El semblante de Freya se demudó.
– Sophie tenía a Anna -dijo recalcando mucho las palabras.
Harry palideció aún más y luego sus pómulos se encendieron al comprender lo que ocurría.
– Yo creía que era por Lena, pensaba que no amabas a Sophie porque era su hija. Pero en realidad es porque Anna la cuidó.
Ahora Freya estaba sollozando.
– Lo dejó todo por esa niña, su casa, su carrera… Cuando nosotras éramos pequeñas, nunca estaba en casa para cuidarnos. En cambio a Sophie… se lo ha dado todo. Es mi madre y ahora se está muriendo… -Un sollozo la interrumpió-. Por culpa de Sophie.
Vito exhaló un suspiro, Freya la Buena no era tan buena.
– Santo Dios, Freya -exclamó Harry con un hilo de voz-. No te conozco.

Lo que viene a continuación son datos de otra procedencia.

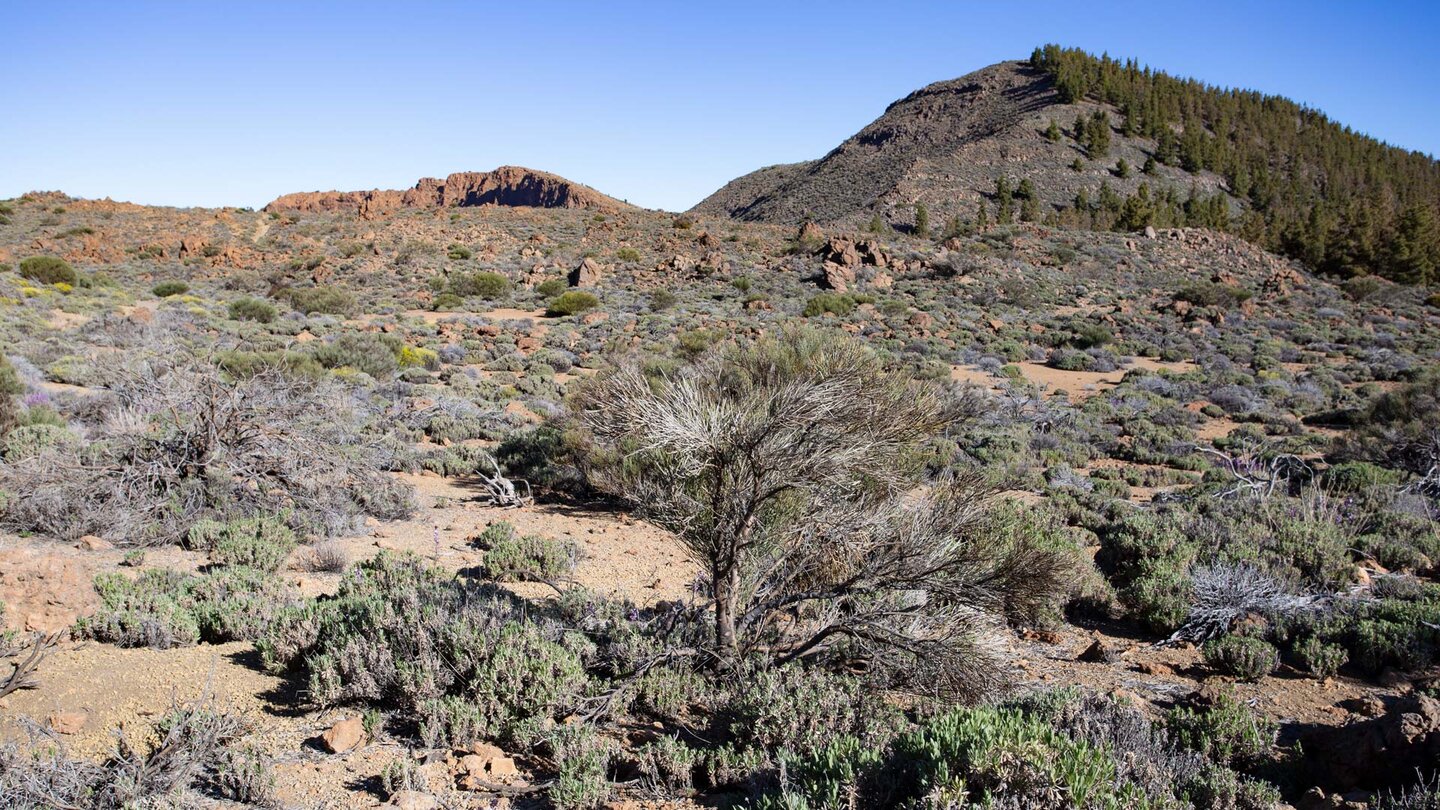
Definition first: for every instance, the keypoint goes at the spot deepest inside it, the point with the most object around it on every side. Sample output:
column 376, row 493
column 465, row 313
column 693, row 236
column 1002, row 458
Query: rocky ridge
column 504, row 186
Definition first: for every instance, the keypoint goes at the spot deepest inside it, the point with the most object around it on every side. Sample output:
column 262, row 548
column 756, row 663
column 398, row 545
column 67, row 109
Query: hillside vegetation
column 1316, row 190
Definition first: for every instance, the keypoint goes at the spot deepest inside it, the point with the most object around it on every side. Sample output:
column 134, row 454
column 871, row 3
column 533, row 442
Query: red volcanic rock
column 507, row 186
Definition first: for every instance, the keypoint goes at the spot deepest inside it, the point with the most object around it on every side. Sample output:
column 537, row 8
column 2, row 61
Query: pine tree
column 1098, row 136
column 1416, row 250
column 1004, row 202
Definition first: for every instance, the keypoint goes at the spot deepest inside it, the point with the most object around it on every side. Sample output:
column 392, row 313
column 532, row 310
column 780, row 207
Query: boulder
column 837, row 277
column 344, row 735
column 1096, row 653
column 1375, row 754
column 841, row 251
column 586, row 274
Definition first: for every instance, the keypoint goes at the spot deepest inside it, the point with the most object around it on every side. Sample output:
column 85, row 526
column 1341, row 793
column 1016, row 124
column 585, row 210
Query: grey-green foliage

Ella se cubrió el rostro con las manos.
– Vete, Harry. Vete y déjame.
Harry, tembloroso, abandonó la pequeña sala de espera y se dejó caer contra la pared. Vito dirigió una mirada cargada de perplejidad y menosprecio a la sollozante Freya y fue a reunirse con Harry. El hombre tenía los ojos cerrados y se lo veía demacrado.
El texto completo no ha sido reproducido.